Three Klein College of Media and Communication students have been accepted to the DePauw National Undergraduate Honors Conference for Communication and Theatre, which will take place in April.

Rachel Berson, Claire McGlinchey, and Isaac Smoler-Schatz have been accepted to present at the conference based on their research papers they completed. They follow in the footsteps of Hazim Hardeman, KLN '17, whose paper was accepted at the same conference when he was an undergraduate. He went on to become the university's first Rhodes Scholar.

Berson, KLN '21, who plans to work with a non-profit advocacy agency one day, focused her research on a viral video of white nationalist Richard Spencer being punched in the face while Bruce Springsteen's "Born in the USA" plays in the background. In her analysis, Berson argues that the way in which the video was edited presents violence as a necessary response to Spencer.

Berson said she sees this conference as an opportunity for the future.

"I don't want to treat this conference as something I go to, present, and then it's over, but rather something that I can think about long-term goals and make connections with people," she said.

McGlinchey, KLN '19, wrote her paper on the response to National Geographic's publication of an image of a starving polar bear. The image has been used to promote efforts to address climate change, despite the fact that the polar bear in the image was not starving because of climate change.

"When we see climate change icons such as that," she said, "it kind of creates some kind of disconnect as opposed to climate change communications to communicate the stories of people already being affected by climate change."

McGlinchey said she started thinking about her impact on the earth and climate after taking a trip to Arizona early in her college career, which she said led to her interest in environmental communication.

Smoler-Schatz, KLN '21, researched the use of facial hair as a political device, focusing on the case of Al Gore. After Gore lost the 2000 election, he grew a beard, which he had not done during his political career. Smoler-Schatz's argues that Gore's facial hair did not represent a change in ideology, but a transition to a post-political career.
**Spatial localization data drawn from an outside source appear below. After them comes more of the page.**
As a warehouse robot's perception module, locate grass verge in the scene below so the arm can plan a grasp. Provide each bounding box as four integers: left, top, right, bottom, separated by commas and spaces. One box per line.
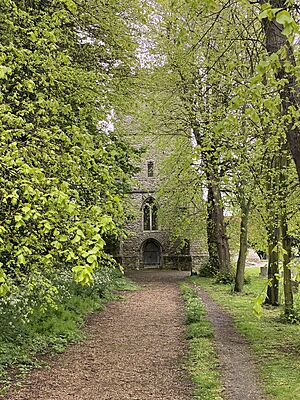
0, 275, 138, 396
191, 268, 300, 400
180, 283, 223, 400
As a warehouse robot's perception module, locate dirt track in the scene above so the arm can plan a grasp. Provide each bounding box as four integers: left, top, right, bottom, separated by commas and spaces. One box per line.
195, 286, 265, 400
5, 270, 266, 400
6, 270, 192, 400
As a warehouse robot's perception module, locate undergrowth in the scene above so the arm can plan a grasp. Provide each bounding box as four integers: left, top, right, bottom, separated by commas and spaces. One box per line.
0, 268, 138, 396
180, 283, 223, 400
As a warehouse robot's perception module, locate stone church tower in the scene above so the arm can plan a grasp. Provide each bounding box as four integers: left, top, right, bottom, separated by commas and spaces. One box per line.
119, 134, 203, 270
He also concluded that beards can represent an authoritarian look, a look U.S. politicians often avoid.

He talked about how this ideology transcends politics, as well.

"I know a bunch of late-night hosts like David Letterman, Stephen Colbert, and Jon Stewart, who I assume are all left on the political spectrum that we think of, I wonder if that has to do more with the transition than their political leanings," he said.

Smoler-Schatz said he found that interesting because he also has a beard, giving him a personal connection to the research.

All three students completed the research that is being presented at the conference in the rhetorical criticism class taught by Scott Gratson last fall.